私は身体には1つの意識しか存在しておらず、この身体の所有者は私であると長年信じてきたが

果たしてそれは本当なのだろうか。


顕在意識である私は自分が何を好きになり嫌うかという事柄でさえ選択できないし、考え方

一つとっても【意識的に】信じ受け入れることができない。


正直、一種明らめの境地だが顕在意識である私はこの身体の支配者などではなく実は殆ど無力に等しい存在なのではないかとさえ感じている。

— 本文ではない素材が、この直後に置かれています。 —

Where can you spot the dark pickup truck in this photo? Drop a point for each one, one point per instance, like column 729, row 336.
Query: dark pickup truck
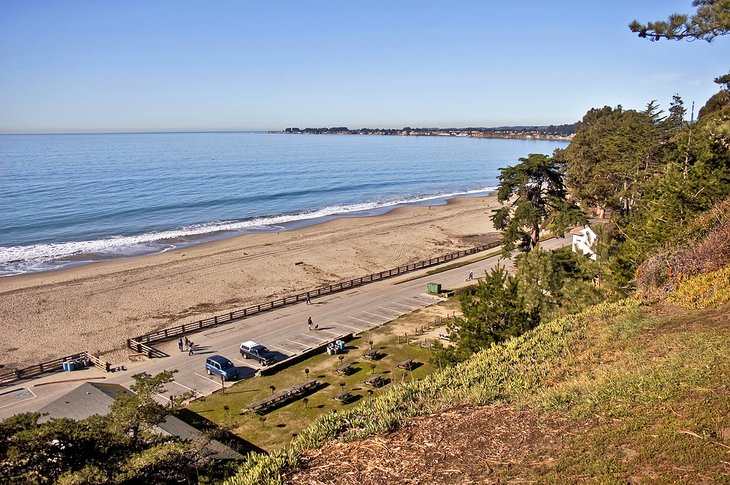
column 252, row 350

現代社会では身体に複数の意識が存在するという考えに対して病的なレッテルを張る傾向にあるが、個人的な感覚ではやはり身体には自分ではない【他人】ともよべる存在がいるのではないかと思える。


そして、私が知覚できない存在達こそ実は重要な役割を担っており、彼等の協力なしに私は何もできないのではないかと感じる。


恐らく、顕在意識である私は脳が発達する仮定で生じた意識であり【感情を持たない】ように思える。感情とは潜在意識もしくは身体という【他人】から発せられた声であり、意識全体のほんの一部でしかない私がそれらを知覚しているだけなのではないか。 


さらに、潜在意識は自他の感覚を持たないため顕在意識が感謝の言葉を発した際、それが第3者に向けられたものであっても【自分が言われた】と感じている可能性もある。


なぜ一個体に複数の意識が混在するのか。

それは、既に存在している各意識体が各々を認識するためなのではないだろうか。

一つの意識しか存在しない場合、その意識は自らの姿を観ることはできない。観るためには別の意識体が必要であり、顕在意識は潜在意識の、潜在意識にとっては顕在意識はそれぞれの鏡の役割といえるのかもしれない。